Niamey, Acharnement de l’Etat à son encontre pour les uns, comportement indigne pour les autres : la fuite du chef des députés nigériens, principal opposant au président, dépasse le strict cadre du trafic de bébés conçus au Nigeria pour lequel la justice veut l’entendre.
Le camp d’Hama Amadou dénonce avec fracas une utilisation de la justice dans un but politique par le président Mahamadou Issoufou, dont il avait permis l’accession au pouvoir en avril 2011.
Le climat politique s’est progressivement vicié à Niamey depuis son passage dans l’opposition en août 2013, qui lui a fait gagner le statut de principal adversaire du chef de l’Etat pour la présidentielle de 2016, selon ses partisans.
En 2014, l’Etat a alterné arrestations et remises en liberté de militants, syndicalistes et surtout d’opposants.
Six proches de M. Amoudou, emprisonnés depuis trois mois pour "atteinte à la liberté de l’Etat" ont ainsi été élargis mardi. Le lendemain, le bureau politique de l’Assemblée nationale autorisait, sur demande du gouvernement, l’audition de son chef par la justice.
"Tout le monde sait dans ce pays que (les autorités) ont tenté de diverses manières de débarquer Hama Amadou : d’abord par un vote (de défiance) des députés aux deux tiers, puis par le biais de la Cour constitutionnelle, mais ils n’ont pas pu", a expliqué Souley Oumarou, son avocat, à l’AFP.
"Par le biais de la justice", "on veut mettre hors d’état de nuire le président de l’Assemblée nationale", le procureur ayant "adressé une requête aux fins +d’arrêter+" M. Amadou et non de "simplement l’auditionner", a affirmé son défenseur, qui dénonce un "acharnement" du pouvoir.
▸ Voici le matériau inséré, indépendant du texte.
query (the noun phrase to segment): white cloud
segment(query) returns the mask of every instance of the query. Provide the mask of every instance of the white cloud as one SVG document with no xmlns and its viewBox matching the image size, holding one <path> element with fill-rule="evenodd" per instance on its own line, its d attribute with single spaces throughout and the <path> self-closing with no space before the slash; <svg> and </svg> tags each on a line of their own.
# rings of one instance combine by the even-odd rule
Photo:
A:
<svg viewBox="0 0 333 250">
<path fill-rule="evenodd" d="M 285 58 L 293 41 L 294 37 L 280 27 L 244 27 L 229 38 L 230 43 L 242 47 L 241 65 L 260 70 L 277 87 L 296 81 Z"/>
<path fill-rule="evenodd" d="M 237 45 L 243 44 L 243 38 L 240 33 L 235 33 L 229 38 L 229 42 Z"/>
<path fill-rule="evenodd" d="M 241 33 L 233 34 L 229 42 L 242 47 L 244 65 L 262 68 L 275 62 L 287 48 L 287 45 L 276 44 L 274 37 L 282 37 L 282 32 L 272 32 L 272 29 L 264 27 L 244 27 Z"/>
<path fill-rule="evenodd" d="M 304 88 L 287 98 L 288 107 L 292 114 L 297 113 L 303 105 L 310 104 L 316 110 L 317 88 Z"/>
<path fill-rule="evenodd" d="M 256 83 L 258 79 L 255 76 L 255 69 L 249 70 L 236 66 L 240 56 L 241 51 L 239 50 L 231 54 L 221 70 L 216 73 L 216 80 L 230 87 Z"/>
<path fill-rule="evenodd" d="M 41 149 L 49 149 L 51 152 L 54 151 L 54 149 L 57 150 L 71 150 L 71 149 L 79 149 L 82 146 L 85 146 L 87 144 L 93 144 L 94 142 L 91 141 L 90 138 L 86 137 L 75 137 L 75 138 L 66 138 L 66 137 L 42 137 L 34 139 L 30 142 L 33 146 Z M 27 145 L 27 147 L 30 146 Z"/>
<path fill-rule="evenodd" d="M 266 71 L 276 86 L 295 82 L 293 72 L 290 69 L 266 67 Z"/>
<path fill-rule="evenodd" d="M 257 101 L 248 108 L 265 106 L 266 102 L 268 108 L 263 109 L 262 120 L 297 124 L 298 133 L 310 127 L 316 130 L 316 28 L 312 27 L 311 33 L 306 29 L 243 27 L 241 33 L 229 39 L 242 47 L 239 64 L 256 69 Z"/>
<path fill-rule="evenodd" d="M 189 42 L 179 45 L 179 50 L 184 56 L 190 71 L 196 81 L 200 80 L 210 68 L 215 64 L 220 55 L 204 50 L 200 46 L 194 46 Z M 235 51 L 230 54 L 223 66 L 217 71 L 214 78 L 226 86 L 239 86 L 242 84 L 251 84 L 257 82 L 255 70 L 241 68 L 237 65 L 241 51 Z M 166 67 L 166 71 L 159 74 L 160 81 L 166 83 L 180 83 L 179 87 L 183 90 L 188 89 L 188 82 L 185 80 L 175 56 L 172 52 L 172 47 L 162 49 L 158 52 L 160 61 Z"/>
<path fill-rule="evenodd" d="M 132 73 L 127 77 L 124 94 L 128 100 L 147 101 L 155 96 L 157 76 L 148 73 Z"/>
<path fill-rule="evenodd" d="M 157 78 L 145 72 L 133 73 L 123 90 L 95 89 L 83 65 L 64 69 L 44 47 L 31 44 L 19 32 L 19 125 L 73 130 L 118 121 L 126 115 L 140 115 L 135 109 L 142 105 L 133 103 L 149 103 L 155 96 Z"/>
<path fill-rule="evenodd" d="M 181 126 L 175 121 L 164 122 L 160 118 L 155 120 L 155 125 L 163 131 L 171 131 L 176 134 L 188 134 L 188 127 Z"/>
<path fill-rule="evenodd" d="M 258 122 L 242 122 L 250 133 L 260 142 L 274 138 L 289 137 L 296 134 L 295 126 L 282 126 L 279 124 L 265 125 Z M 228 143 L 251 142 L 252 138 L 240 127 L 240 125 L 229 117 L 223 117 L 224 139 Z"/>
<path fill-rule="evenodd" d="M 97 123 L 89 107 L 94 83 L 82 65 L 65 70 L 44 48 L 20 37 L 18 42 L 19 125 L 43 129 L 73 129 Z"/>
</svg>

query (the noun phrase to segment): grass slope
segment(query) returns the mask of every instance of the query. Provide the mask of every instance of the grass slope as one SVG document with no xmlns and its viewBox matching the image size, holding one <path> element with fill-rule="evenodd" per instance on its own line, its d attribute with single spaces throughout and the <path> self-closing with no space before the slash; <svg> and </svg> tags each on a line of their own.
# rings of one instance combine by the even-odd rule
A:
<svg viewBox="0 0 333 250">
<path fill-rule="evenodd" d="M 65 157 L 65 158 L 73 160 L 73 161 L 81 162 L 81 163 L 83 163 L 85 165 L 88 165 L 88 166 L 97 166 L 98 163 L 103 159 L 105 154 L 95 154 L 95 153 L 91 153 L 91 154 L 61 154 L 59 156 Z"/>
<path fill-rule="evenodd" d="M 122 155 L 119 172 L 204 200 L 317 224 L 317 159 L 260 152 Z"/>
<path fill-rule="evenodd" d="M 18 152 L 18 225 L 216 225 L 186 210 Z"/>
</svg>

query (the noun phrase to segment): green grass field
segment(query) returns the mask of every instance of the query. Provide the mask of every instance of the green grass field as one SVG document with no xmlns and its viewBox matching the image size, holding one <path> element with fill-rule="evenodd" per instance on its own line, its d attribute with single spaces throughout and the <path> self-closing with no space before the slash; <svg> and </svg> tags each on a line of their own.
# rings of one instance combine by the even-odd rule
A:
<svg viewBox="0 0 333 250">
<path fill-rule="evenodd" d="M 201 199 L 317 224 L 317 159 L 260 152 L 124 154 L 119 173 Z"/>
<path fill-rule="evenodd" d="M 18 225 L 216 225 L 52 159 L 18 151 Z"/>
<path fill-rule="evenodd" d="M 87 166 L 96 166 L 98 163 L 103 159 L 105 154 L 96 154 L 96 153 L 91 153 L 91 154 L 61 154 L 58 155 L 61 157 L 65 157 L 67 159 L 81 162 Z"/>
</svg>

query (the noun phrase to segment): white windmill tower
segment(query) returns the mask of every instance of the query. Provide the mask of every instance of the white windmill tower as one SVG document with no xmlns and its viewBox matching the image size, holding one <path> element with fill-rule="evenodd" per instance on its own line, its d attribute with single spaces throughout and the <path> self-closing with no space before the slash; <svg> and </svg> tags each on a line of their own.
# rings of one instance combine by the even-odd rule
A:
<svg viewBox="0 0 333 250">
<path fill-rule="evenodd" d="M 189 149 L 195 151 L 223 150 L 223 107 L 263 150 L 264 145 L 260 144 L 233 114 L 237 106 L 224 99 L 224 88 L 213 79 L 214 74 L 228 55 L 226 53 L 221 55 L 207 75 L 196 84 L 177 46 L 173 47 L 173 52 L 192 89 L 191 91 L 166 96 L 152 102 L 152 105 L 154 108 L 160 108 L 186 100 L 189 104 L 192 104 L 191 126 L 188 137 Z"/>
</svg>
Le Mouvement démocratique nigérien (Moden), son parti, se montre très virulent. Pour le régime, "il faut harceler, isoler et abattre Hama par tous les moyens", tempête-t-il, critiquant un "dossier judiciaire fallacieux, savamment coordonné par le président de la République".
Depuis deux mois, le Niger vit au rythme de l’évolution de l’enquête sur un trafic international de bébés entre le Nigeria, où ils ont été conçus, le Bénin et le Niger. Des cadres politiques et économiques nigériens seraient
impliqués.
- ’Preuve de mépris’ -
Dix-sept personnes, dont l’une des épouses d’Hama Amadou, ont été inculpées fin juin pour "supposition d’enfant" (délit qui consiste à attribuer la maternité d’un enfant à une femme qui ne l’a pas mis au monde), "faux et usage de faux" et "déclaration mensongère", puis écrouées.
Lui "n’a pas fui pour ce qu’on lui reproche, mais il s’est mis à l’abri contre une procédure illégale" prise par "des gens qui veulent sa peau", a affirmé Me Oumarou. "Comme cela, il a la chance d’être candidat en 2016. S’ils l’avaient pris, ils ne l’auraient jamais libéré avant 2016."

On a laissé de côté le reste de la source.